In one leap Ben was on his feet, following him. The wolf turned once, saw that his master was at his heels, and sped on. They turned up a slight draw, toward the hillside.
It became clear at once that Fenris was depending upon his marvelous sense of smell. His nose would lower to the ground, and sometimes he tacked back and forth, uncertainly. At such times Ben watched him with bated breath. But always he caught the scent again.
Once more he paused, sniffing eagerly; then turned, whining. Just as clearly as if they had possessed a mutual language Ben understood: the animal had caught the clear scent at last. The wolf loped off, and his fierce bay rang through the hushed forest.
It was a long-drawn, triumphant note; and the wild creatures paused in their mysterious, hushed occupations to listen. It was also significant that it made certain deadly inroads in the spirit of Ray Brent, sitting in his distant cabin. He marked the direction of the sound, and he cursed, half in awe, under his breath.
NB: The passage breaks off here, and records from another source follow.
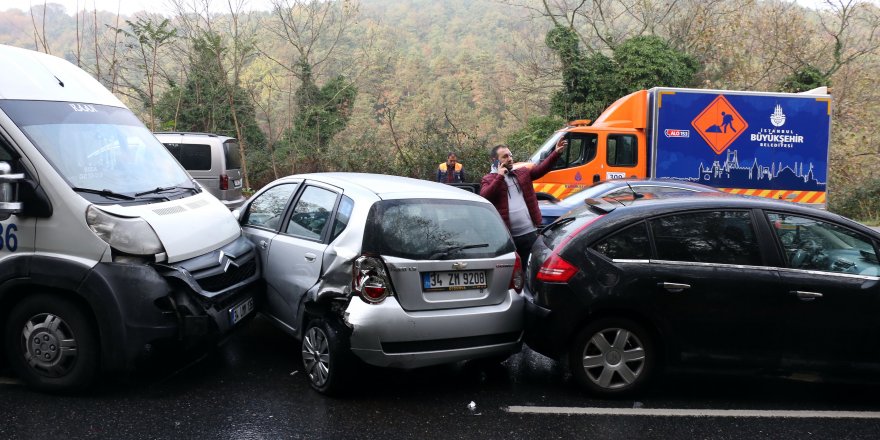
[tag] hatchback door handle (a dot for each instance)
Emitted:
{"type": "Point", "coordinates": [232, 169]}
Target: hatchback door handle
{"type": "Point", "coordinates": [674, 287]}
{"type": "Point", "coordinates": [806, 296]}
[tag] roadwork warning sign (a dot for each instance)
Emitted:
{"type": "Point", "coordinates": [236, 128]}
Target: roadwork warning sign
{"type": "Point", "coordinates": [719, 124]}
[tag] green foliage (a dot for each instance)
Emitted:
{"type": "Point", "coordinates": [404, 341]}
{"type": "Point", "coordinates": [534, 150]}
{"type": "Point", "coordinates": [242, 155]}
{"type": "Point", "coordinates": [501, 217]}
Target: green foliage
{"type": "Point", "coordinates": [860, 202]}
{"type": "Point", "coordinates": [527, 139]}
{"type": "Point", "coordinates": [203, 104]}
{"type": "Point", "coordinates": [805, 78]}
{"type": "Point", "coordinates": [592, 83]}
{"type": "Point", "coordinates": [321, 114]}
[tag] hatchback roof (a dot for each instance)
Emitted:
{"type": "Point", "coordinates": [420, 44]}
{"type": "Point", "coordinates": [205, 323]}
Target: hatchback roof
{"type": "Point", "coordinates": [392, 187]}
{"type": "Point", "coordinates": [708, 200]}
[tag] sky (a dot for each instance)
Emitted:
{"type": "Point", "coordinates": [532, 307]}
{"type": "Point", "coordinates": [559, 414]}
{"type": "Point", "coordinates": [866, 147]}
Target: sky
{"type": "Point", "coordinates": [127, 7]}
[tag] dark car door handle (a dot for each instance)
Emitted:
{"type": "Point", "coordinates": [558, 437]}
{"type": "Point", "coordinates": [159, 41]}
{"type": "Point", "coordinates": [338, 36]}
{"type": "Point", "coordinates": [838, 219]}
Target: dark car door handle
{"type": "Point", "coordinates": [674, 287]}
{"type": "Point", "coordinates": [806, 296]}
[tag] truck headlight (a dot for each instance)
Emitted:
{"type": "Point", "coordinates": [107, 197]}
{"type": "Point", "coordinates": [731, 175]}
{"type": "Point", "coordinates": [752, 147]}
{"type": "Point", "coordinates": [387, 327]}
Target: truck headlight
{"type": "Point", "coordinates": [133, 236]}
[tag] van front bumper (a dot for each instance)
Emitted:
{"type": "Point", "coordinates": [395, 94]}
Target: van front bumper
{"type": "Point", "coordinates": [386, 335]}
{"type": "Point", "coordinates": [144, 308]}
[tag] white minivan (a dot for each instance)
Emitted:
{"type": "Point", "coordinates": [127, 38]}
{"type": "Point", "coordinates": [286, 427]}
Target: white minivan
{"type": "Point", "coordinates": [108, 250]}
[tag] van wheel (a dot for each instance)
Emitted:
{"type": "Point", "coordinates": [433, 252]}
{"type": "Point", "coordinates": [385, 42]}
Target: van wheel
{"type": "Point", "coordinates": [326, 358]}
{"type": "Point", "coordinates": [51, 344]}
{"type": "Point", "coordinates": [612, 357]}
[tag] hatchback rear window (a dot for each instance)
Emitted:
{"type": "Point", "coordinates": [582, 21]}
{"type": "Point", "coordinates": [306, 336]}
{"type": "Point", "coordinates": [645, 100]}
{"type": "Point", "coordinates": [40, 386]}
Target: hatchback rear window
{"type": "Point", "coordinates": [421, 229]}
{"type": "Point", "coordinates": [575, 219]}
{"type": "Point", "coordinates": [233, 156]}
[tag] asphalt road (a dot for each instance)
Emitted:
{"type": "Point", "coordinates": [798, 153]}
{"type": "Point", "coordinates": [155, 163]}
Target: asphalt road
{"type": "Point", "coordinates": [253, 388]}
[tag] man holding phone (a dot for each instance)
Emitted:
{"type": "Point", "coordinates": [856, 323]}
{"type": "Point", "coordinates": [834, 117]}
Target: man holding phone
{"type": "Point", "coordinates": [513, 195]}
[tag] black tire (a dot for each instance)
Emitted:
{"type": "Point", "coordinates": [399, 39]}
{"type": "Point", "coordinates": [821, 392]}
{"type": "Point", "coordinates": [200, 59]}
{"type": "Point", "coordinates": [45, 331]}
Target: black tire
{"type": "Point", "coordinates": [598, 357]}
{"type": "Point", "coordinates": [326, 356]}
{"type": "Point", "coordinates": [51, 344]}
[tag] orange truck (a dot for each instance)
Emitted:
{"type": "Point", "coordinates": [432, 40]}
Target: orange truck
{"type": "Point", "coordinates": [756, 143]}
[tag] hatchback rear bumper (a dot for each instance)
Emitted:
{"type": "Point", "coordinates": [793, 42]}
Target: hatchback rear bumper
{"type": "Point", "coordinates": [385, 335]}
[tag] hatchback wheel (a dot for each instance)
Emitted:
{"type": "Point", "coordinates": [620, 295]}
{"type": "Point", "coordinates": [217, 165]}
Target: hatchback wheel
{"type": "Point", "coordinates": [51, 344]}
{"type": "Point", "coordinates": [325, 357]}
{"type": "Point", "coordinates": [612, 357]}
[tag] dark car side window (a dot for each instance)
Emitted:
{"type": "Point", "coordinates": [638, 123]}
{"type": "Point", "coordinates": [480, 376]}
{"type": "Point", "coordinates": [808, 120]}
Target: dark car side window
{"type": "Point", "coordinates": [581, 150]}
{"type": "Point", "coordinates": [816, 245]}
{"type": "Point", "coordinates": [343, 215]}
{"type": "Point", "coordinates": [631, 243]}
{"type": "Point", "coordinates": [722, 237]}
{"type": "Point", "coordinates": [311, 213]}
{"type": "Point", "coordinates": [268, 208]}
{"type": "Point", "coordinates": [622, 150]}
{"type": "Point", "coordinates": [193, 157]}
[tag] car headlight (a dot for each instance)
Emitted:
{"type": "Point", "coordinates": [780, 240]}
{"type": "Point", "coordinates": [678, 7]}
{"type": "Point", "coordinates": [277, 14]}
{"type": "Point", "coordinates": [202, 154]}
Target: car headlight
{"type": "Point", "coordinates": [133, 236]}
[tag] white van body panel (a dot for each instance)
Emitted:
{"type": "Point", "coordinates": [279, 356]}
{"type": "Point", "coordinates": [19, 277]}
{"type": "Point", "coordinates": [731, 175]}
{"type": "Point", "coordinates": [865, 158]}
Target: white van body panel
{"type": "Point", "coordinates": [35, 76]}
{"type": "Point", "coordinates": [187, 227]}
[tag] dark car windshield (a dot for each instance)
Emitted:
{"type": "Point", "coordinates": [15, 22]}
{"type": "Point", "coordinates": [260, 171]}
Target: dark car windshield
{"type": "Point", "coordinates": [97, 147]}
{"type": "Point", "coordinates": [421, 229]}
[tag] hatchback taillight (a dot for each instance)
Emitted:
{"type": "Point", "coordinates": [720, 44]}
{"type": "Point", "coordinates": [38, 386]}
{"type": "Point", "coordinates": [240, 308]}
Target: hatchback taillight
{"type": "Point", "coordinates": [556, 270]}
{"type": "Point", "coordinates": [370, 280]}
{"type": "Point", "coordinates": [516, 279]}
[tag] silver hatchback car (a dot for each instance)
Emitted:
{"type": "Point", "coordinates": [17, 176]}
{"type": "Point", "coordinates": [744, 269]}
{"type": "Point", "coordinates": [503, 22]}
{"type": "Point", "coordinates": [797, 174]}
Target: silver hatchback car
{"type": "Point", "coordinates": [396, 272]}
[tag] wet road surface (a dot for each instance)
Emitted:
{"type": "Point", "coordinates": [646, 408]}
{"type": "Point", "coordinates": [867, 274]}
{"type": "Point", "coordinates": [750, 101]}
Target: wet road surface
{"type": "Point", "coordinates": [253, 388]}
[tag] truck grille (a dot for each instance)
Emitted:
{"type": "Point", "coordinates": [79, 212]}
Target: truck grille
{"type": "Point", "coordinates": [229, 278]}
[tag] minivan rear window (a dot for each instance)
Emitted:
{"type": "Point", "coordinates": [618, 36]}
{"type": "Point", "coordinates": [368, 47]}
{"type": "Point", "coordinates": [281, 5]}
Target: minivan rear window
{"type": "Point", "coordinates": [421, 229]}
{"type": "Point", "coordinates": [193, 157]}
{"type": "Point", "coordinates": [233, 156]}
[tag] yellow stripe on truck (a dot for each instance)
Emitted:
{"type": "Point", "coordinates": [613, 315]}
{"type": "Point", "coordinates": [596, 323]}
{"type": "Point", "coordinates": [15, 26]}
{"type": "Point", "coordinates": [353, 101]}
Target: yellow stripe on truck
{"type": "Point", "coordinates": [792, 196]}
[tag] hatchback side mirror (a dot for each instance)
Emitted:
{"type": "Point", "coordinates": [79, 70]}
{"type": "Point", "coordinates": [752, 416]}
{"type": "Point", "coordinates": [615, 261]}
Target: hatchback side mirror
{"type": "Point", "coordinates": [9, 201]}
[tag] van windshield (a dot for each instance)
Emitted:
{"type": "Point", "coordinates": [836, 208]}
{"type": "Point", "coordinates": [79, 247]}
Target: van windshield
{"type": "Point", "coordinates": [97, 147]}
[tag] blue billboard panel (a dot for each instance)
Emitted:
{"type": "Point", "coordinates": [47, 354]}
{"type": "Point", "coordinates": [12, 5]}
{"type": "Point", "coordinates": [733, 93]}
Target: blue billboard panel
{"type": "Point", "coordinates": [736, 140]}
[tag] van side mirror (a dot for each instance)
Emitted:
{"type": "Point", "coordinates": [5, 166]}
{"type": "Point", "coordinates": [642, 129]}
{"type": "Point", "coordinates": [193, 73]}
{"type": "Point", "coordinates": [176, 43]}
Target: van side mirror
{"type": "Point", "coordinates": [9, 201]}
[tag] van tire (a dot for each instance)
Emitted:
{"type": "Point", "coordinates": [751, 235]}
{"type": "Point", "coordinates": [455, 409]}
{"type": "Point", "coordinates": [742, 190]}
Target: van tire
{"type": "Point", "coordinates": [326, 357]}
{"type": "Point", "coordinates": [51, 344]}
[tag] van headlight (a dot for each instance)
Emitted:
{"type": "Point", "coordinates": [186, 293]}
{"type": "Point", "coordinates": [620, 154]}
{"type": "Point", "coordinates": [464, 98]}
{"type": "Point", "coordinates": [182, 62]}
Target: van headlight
{"type": "Point", "coordinates": [133, 236]}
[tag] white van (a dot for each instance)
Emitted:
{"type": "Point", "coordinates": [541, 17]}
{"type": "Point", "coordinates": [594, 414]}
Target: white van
{"type": "Point", "coordinates": [108, 250]}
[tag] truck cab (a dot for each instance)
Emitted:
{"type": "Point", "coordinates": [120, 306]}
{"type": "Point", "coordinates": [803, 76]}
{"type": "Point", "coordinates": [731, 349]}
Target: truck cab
{"type": "Point", "coordinates": [612, 147]}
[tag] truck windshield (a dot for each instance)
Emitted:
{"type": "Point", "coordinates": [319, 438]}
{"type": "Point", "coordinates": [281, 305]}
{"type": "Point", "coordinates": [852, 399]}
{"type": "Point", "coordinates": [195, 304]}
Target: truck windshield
{"type": "Point", "coordinates": [97, 147]}
{"type": "Point", "coordinates": [546, 148]}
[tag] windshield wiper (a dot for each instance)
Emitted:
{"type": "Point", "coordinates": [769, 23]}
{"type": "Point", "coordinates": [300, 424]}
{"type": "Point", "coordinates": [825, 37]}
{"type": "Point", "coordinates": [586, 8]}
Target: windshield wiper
{"type": "Point", "coordinates": [104, 192]}
{"type": "Point", "coordinates": [558, 223]}
{"type": "Point", "coordinates": [162, 189]}
{"type": "Point", "coordinates": [449, 250]}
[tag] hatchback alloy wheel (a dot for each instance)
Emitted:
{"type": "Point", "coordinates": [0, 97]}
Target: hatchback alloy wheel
{"type": "Point", "coordinates": [612, 357]}
{"type": "Point", "coordinates": [316, 356]}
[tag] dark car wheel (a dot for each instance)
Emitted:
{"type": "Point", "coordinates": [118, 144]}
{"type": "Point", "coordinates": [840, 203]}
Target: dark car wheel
{"type": "Point", "coordinates": [612, 357]}
{"type": "Point", "coordinates": [326, 358]}
{"type": "Point", "coordinates": [51, 344]}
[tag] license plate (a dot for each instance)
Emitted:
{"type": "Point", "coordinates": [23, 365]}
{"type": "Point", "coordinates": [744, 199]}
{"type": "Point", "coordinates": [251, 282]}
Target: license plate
{"type": "Point", "coordinates": [458, 280]}
{"type": "Point", "coordinates": [241, 310]}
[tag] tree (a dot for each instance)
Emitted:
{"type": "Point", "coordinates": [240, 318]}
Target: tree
{"type": "Point", "coordinates": [202, 104]}
{"type": "Point", "coordinates": [146, 42]}
{"type": "Point", "coordinates": [321, 113]}
{"type": "Point", "coordinates": [593, 82]}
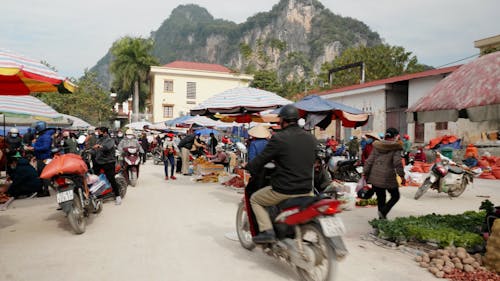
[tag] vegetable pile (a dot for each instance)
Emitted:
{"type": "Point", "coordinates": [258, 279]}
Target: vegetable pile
{"type": "Point", "coordinates": [367, 202]}
{"type": "Point", "coordinates": [444, 230]}
{"type": "Point", "coordinates": [450, 261]}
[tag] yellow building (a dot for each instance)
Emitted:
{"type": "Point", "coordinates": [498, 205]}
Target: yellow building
{"type": "Point", "coordinates": [178, 86]}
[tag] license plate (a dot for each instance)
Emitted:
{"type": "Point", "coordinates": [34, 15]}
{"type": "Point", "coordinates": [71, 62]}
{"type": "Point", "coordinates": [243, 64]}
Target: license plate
{"type": "Point", "coordinates": [332, 226]}
{"type": "Point", "coordinates": [64, 196]}
{"type": "Point", "coordinates": [433, 178]}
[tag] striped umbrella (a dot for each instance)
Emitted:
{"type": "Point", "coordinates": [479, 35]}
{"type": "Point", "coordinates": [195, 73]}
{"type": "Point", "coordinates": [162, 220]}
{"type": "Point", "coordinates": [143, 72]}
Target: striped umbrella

He had always hated the gray rangers. They were the uncanny demons of the forest.
Ben followed the running wolf as fast as he could; and in his eagerness he had no opportunity for conjecture as to what he would find at the end of the pursuit. Yet he did not believe for an instant this was a false trail. The wolf’s deep, full-ringing bays were ever more urgent and excited, filling the forest with their uproar. But quite suddenly the silence closed down again, seemingly more deep and mysterious than ever.
Ben’s first sensation was one of icy terror that crept to the very marrow of his bones. He knew instantly that there was a meaning of dreadful portent in the abrupt cessation of the cries. He halted an instant, listening, but at first could hear no more than the throb of his heart in his breast and the whisper of his own troubled breathing. But presently, at a distance of one hundred yards, he distinguished the soft whining of the wolf.
Fenris was no longer running! He had halted at the edge of a distant thicket. The cold sweat sprang out on Ben’s forehead, and he broke into a headlong run.
There was no later remembrance of traversing that last hundred yards. The hillside seemed to whip under his feet. He paused at last, just at the dark margin of an impenetrable thicket. The wolf whined disconsolately just beyond the range of his vision.
“Ezram!” he called, a curious throbbing quality in his voice. “Are you there, Ez? It’s me—Ben.”
But the thickets neither rustled nor spoke. The cracked old voice he had learned to love did not speak in relief, in that moment of unutterable suspense. Indeed, the silence seemed to deepen about him. The spruce trees were hushed and impassive as ever; the moon shone and the wind breathed softly in his face. Fenris came whimpering toward him.
Together, the man and the wolf, they crept on into the thicket. They halted at last before a curious shadow in the silvered covert. Ben knew at once he had found his ancient comrade.